Dans les mois qui suivirent, la chute de la famille Garza était inévitable, oui. Ils furent expulsés. Leurs meubles finirent sur le trottoir, tout comme mon sac à main ce soir-là. Mais je ne suis pas restée là à sourire. J'ai fait quelque chose que personne n'attendait de « l'héritière ».
J'ai vendu la maison et donné l'argent à une fondation portant le nom de Roberto, afin de financer des bourses d'études pour les enfants des chauffeurs et des manutentionnaires de son entreprise. J'ai redressé la situation de l'entreprise, remboursé les dettes et augmenté les salaires impayés. J'ai réembauché les personnes que Carlos avait licenciées sur un coup de tête.
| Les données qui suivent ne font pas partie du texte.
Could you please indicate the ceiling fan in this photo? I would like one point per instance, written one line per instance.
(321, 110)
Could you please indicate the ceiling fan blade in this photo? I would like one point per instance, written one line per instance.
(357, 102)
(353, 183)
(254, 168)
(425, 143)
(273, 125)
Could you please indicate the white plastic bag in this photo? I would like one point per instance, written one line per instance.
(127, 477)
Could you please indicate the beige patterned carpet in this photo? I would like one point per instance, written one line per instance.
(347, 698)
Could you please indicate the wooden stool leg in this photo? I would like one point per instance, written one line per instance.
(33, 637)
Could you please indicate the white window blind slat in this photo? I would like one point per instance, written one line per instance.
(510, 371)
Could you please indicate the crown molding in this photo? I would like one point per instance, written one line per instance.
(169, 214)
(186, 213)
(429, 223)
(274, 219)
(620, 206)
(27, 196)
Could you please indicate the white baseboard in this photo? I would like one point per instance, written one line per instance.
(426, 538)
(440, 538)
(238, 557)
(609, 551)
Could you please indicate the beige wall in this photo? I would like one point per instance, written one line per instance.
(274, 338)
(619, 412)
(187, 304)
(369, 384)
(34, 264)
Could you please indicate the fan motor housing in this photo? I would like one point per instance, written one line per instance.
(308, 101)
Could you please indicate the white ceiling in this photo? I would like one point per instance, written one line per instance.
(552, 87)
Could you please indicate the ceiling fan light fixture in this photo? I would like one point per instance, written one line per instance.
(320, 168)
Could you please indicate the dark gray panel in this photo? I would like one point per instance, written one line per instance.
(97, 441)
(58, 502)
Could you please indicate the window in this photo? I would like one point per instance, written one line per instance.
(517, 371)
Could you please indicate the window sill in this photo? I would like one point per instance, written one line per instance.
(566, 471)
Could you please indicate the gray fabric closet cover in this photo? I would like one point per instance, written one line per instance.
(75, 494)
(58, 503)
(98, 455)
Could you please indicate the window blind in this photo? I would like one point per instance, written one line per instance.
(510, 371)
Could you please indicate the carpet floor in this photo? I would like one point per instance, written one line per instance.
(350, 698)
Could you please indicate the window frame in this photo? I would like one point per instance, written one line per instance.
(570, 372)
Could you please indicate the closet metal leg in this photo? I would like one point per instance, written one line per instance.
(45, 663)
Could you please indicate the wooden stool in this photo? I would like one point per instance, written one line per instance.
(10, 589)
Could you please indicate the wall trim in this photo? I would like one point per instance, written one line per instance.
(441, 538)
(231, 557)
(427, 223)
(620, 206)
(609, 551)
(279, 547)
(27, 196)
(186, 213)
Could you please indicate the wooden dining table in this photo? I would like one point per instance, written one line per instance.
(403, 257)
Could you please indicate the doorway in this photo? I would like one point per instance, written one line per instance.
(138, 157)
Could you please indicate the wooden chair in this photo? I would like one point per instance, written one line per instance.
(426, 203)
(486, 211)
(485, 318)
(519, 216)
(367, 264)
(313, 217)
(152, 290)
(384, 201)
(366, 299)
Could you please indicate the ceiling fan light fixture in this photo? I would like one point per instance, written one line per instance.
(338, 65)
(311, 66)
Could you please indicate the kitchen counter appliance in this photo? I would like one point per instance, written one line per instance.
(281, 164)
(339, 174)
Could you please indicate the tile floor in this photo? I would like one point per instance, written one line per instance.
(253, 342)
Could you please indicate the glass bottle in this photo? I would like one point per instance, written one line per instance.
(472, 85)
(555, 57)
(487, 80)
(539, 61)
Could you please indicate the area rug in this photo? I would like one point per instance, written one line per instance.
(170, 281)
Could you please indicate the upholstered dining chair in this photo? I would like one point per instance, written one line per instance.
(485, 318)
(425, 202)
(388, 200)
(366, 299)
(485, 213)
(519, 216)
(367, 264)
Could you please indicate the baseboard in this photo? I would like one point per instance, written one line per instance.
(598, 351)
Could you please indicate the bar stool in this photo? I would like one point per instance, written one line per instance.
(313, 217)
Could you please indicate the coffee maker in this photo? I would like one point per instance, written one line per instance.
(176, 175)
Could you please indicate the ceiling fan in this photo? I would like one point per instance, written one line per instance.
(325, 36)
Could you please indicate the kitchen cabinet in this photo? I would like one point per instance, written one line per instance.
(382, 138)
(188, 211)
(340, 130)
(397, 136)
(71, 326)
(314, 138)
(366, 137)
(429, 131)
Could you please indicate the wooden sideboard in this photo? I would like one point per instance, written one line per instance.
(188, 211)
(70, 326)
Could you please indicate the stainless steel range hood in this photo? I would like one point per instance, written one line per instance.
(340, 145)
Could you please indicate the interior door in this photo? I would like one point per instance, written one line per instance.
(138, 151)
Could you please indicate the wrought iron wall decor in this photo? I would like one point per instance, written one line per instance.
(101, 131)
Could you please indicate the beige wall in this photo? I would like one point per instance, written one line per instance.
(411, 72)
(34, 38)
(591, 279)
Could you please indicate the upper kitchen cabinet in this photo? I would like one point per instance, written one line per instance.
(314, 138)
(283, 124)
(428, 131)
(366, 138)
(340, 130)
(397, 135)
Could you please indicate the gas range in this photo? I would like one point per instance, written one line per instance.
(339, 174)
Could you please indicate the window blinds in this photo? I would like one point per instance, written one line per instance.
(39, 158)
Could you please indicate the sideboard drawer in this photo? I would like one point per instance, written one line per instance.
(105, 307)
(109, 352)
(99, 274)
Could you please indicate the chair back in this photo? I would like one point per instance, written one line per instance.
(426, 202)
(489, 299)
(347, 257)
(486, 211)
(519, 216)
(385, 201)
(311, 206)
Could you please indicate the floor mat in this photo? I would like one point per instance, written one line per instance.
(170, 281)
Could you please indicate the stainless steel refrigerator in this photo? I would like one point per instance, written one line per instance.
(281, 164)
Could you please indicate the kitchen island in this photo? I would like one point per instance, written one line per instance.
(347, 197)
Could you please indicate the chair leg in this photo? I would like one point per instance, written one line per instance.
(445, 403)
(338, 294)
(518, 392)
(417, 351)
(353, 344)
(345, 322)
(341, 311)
Quant à Doña Berta… Je ne lui ai pas offert de manoir, ni de grâce facile. Mais je lui ai garanti un appartement modeste pendant un an et une thérapie psychologique obligatoire si elle souhaitait un soutien par la suite. Non pas pour elle, mais pour Roberto. Car il aurait détesté me voir devenir ce que je combattais : quelqu'un qui écrase sans regarder.
Carlos finit par conduire un taxi, avec la honte pour passager quotidien. Lucía dut vendre ses biens de luxe, et lorsqu'elle cessa de feindre la richesse, elle perdit aussi les « amis » qui ne l'applaudissaient que par envie. Elle apprit tard, mais elle apprit : la brillance sans cœur s'éteint vite.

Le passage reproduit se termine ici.